Michael Page plc
- Type: Public
- Traded as: LSE: PAGE; FTSE 250 component;
- Industry: Recruitment
- Founded: 1976
- Headquarters: Weybridge, Surrey, UK
- Key people: David Lowden, Chairman Nick Kirk, CEO
- Revenue: £1,596.6 million (2025)
- Operating income: £20.9 million (2025)
- Net income: £9.0 million (2025)
- Number of employees: 6,900 (2026)
- Website: www.michaelpage.co.uk

= Michael Page (company) =

British-based recruitment business

Michael Page plc, formerly PageGroup plc, is a British multinational recruitment business. It is headquartered in Weybridge, Surrey and is a constituent of the FTSE 250 Index.

==History==
The company was formed in 1976 by Michael Page and Bill McGregor, who placed accountants into permanent positions in the United Kingdom.

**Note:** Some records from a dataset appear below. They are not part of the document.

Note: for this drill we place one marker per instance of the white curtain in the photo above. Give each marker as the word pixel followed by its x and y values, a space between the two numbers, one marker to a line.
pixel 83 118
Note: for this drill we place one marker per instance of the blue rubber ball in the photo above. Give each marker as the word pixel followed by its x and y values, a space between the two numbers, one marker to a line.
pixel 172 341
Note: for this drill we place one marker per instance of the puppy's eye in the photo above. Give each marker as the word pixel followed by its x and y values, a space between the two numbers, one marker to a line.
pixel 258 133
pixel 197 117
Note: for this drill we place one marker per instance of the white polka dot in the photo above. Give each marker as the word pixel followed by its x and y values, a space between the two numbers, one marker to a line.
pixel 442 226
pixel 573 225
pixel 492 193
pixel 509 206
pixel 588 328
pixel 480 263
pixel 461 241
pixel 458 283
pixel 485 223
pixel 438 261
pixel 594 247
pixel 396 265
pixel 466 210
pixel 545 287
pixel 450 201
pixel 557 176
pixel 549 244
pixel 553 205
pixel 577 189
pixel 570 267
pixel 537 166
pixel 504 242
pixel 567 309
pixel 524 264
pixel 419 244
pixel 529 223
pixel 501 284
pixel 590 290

Initially, the pair worked in London, but by 1979 had opened offices in Manchester, Birmingham, Glasgow, Leeds and Bristol.

In 1985, an office was opened in Australia, and the organisation opened in France in 1986. The company was first listed on the Unlisted Securities Market as Michael Page International in 1983 and was admitted to the London Stock Exchange in 1988.

Michael Page retired in 1995, with Terry Benson appointed as Chief Executive in 1990. In 1997, the company was acquired by Spherion Corporation (formerly Interim Services Inc.).

The company was demerged from Spherion Corporation in 2001. In 2006, Terry Benson resigned, and Steve Ingham was appointed Chief Executive.

In October 2012, the company rebranded from Michael Page International to PageGroup.

In November 2016, PageGroup was hacked when a development server operated by Capgemini was attacked.

The company changed its name from PageGroup to Michael Page plc in July 2026.

==Operations==
The company is a provider of permanent, contract and temporary recruitment for clerical professionals, qualified professionals and executives across various disciplines. The company has five operational brands: Michael Page, Page Executive, Page Personnel, Page Outsourcing and Page Contracting. The company operates in 36 countries globally.

As of August 2025, accountancy recruitment accounts for 40 per cent of the company's revenue.